You may like to use top in batch mode to monitor CPU and memory usage. I’ve found that nine times out of ten, unexpected test results are down to resource-contention - specifically, contention for either CPU or disk on the database box. You can quickly discover if what’s causing the problem by using top first on your application-tier hosts and then on the database-tier hosts:

top - 12:16:37 up 116 days, 18:03, 2 users, load average: 14.12, 4.73, 1.67 Tasks: 319 total, 15 running, 304 sleeping, 0 stopped, 0 zombie Cpu0 : 79.9% us, 19.4% sy, 0.0% ni, 0.0% id, 0.0% wa, 0.6% hi, 0.0% si Cpu1 : 75.5% us, 24.2% sy, 0.0% ni, 0.0% id, 0.3% wa, 0.0% hi, 0.0% si

Press ‘1’ on your keyboard to see the load on individual CPUs.

The first line shows the load average over the last one, five and fifteen minutes. A perfectly loaded machine has a load average of 1. Anything above one and your host is struggling.

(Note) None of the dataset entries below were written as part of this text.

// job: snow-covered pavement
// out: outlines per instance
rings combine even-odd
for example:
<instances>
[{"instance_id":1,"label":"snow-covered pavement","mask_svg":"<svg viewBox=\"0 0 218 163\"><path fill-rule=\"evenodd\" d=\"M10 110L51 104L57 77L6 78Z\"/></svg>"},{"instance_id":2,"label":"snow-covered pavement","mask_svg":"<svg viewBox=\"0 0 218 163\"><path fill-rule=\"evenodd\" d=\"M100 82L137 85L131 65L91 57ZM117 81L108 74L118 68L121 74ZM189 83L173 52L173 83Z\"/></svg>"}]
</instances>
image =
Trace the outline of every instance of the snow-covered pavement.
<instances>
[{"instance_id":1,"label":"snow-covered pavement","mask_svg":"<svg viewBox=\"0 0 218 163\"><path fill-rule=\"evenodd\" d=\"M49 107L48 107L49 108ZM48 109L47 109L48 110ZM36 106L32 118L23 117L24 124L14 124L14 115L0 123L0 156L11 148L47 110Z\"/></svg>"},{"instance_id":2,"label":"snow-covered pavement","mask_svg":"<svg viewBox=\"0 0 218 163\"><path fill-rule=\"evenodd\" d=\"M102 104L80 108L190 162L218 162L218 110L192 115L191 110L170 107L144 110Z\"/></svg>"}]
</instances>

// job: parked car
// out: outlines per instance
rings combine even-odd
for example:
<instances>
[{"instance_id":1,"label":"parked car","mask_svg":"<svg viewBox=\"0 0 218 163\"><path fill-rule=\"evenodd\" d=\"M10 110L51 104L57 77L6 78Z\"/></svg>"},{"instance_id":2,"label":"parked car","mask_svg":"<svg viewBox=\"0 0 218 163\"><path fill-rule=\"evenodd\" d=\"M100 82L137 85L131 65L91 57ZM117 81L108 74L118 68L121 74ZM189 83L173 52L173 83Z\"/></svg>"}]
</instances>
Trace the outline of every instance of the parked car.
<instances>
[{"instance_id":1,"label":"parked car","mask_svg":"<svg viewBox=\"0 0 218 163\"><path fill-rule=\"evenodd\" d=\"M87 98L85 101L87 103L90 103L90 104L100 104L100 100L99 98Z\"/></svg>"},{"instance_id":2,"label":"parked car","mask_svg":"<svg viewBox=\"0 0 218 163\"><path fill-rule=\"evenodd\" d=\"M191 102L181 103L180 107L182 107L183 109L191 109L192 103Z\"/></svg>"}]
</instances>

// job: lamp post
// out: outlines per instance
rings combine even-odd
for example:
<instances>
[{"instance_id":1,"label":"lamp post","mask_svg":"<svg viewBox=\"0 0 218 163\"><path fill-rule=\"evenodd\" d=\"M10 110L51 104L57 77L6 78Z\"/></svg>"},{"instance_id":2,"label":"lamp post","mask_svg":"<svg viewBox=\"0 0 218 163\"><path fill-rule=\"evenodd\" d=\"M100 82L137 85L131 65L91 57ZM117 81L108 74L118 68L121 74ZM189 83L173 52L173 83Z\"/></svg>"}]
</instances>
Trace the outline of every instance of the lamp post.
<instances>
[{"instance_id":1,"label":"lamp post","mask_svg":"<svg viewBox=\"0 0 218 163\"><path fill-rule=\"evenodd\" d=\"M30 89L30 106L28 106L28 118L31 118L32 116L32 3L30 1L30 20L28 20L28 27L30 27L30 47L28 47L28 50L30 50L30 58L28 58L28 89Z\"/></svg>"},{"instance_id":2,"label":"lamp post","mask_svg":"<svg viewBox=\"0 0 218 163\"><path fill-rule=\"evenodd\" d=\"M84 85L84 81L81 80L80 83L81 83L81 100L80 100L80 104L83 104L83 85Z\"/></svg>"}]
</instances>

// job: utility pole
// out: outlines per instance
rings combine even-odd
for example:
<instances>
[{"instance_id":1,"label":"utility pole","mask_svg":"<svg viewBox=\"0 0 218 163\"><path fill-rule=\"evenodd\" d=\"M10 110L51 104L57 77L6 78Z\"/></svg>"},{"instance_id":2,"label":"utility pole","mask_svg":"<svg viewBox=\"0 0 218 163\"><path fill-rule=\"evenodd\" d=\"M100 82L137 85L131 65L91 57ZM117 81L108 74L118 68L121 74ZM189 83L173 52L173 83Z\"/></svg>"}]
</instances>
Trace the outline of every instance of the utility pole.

In the example above, the load average over the last minute is 14.12. That’s off the scale. Now look at the two CPUs: The most important metrics are us (user time), sy (system time), id (idle time) and wa (wait time). Fist of all, the CPUs are spending zero time in the idle state. The rest of the time is spent in user time (which is the time the CPU spends running user processes) and system time (which is the time the CPU spends in operating system calls; running the task scheduler, memory management, managing I/O and so on). The other useful CPU metric is wait time, which is the time spent waiting for I/O devices - literally waiting for the disk to spin around to read or write the required block.

If the system wait time is high (5% or more), then the machine is disk-bound; if the idle time is low or zero but user and system time are high, then the machine is CPU-bound.

Interpreting performance test results

“It’s almost never the network.” If it is, your network is misconfigured and your test run is invalidated.

Are my results even valid?

Well, on this particular hardware, yes, they probably are. Attempting to extrapolate your results to other (perhaps similar) hardware will quickly bring you into the realms of speculation and wishful thinking, no matter how rigorous you think you’re being with your calculations. If your software crawls along on a single disk spindle, it’s pure fantasy to expect it to run twelve times faster on twelve spindles. You can’t even say it’ll run twice as fast. You just don’t know. If you want to know, get a disk array with twelve spindles and try it.

If any part of your hardware stack has changed, all of your previous results are invalid.

If any CPU in your hardware stack is spending more than 20% of its time in the iowait state, then that component is disk-bound and you’re not measuring true throughput.

Tips on writing up your results

Most often, you’ll be writing bug reports. Sometimes you’ll be expected to write up a formal document for internal consumption, or, rarer yet, external consumption. Scott Barber has written an excellent presentation on the correct way to present your results.

Report the CPU, memory and disk details of the hardware you’re using. Note any changes to default configurations that you’ve made on the software under test, the Java VM, the operating system, the database server or any other component.